Escepticemia, por Gonzalo Casino | 04 FEB 09

Control emocional

Sobre la represión de las emociones en el trabajo y su impacto en la salud.

Sonreír por obligación puede perjudicar la salud. Esta afirmación parece chocar frontalmente con la valoración social de la sonrisa, considerada poco menos que un elixir para quien la ofrece y quien la recibe. Su elevada reputación en el mundo laboral se debe a la creencia, sobradamente contrastada por la experiencia, de que las muestras de simpatía son siempre bien recibidas por los clientes y, por tanto, facilitan la buena marcha del negocio. Tanto es así que a muchas personas que trabajan en contacto directo con el público, desde las azafatas a los recepcionistas de hotel, se les llega a exigir que exhiban una sonrisa permanente en su cara.
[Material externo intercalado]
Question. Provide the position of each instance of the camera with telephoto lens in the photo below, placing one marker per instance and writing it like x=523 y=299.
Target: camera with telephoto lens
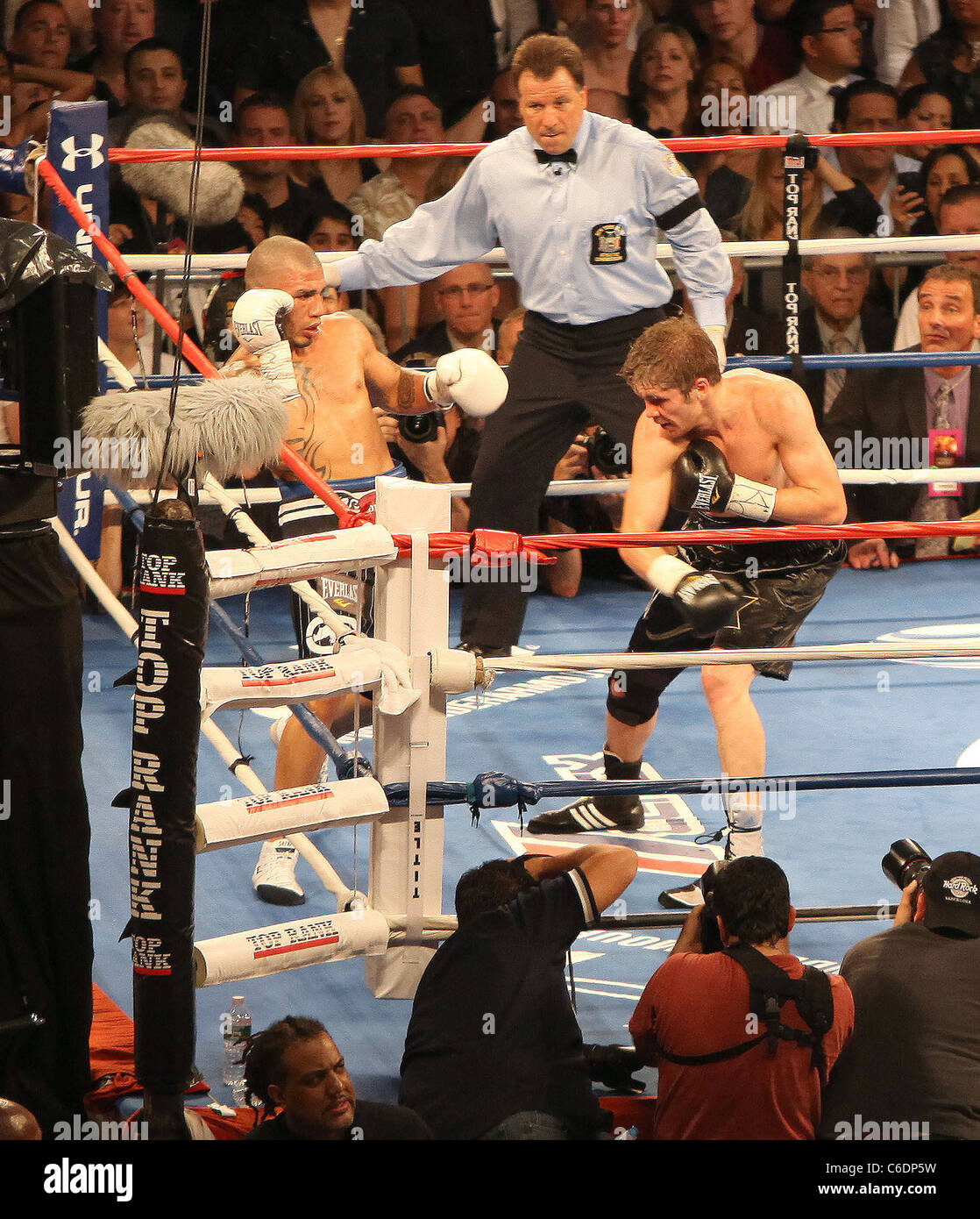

Incluso a los operadores telefónicos, aunque no dan la cara, se les reclama que esa misma sonrisa fluya por su voz. Esta exigencia, como muestran algunos estudios, puede ser emocionalmente agotadora, estresante y hasta nociva para la salud.
 
Nuestra cultura nos enseña desde pequeños a reprimir ciertas emociones en público y a mostrar sólo aquellas que son socialmente oportunas. Por más que las propias emociones no sean coherentes con el entorno, en una fiesta no suelen ser bien recibidas las caras largas, ni en un entierro, las muestras de alegría. Esta imposición social de autocontrol emocional es especialmente patente en el entorno laboral, donde transcurre buena parte de la jornada y donde el enmascaramiento de las propias emociones puede resultar beneficioso (a nadie se le ocurre, por ejemplo, revelar a su jefe o a un cliente las emociones negativas que le suscita). Así como a un juez se le supone que ha de poner cara de juez y no exteriorizar sus emociones, de un médico se espera que sea compasivo y que no muestre su posible antipatía hacia el paciente. La expresión de las emociones sin un filtro social es irreconciliable con la vida en sociedad, como ya advirtió Sigmund Freud. Sin embargo, diversos estudios han apuntado que un férreo control emocional también tiene un precio: las personas que reprimen en exceso sus emociones tardan más en resolver las tareas intelectuales, memorizan peor sus vivencias, resultan menos simpáticas, tienen amistades menos íntimas, suelen ser más pesimistas, tienen un peor concepto de sí mismas y, a la postre, tienen peor salud.
 
Quizá por eso nuestra cultura nos anima también a exteriorizar nuestras emociones, a no rumiar dentro los sentimientos negativos, para aliviar así tensiones y evitar somatizaciones. El problema es cómo conciliar los opuestos, cómo conciliar la necesidad de sacar fuera las emociones negativas y a la vez mantener un adecuado filtro social. Cada persona es, en este sentido, diferente, del mismo modo que lo son las exigencias emocionales de los distintos trabajos. Todo o casi todo se puede aprender en el teatro de la vida, pero la cuestión es que el trabajo de cada cual se adapte lo más posible a su personalidad emocional, para que pueda sentirse dueño de sus emociones y a la vez adecuarse lo mejor posible a las exigencias de cada papel.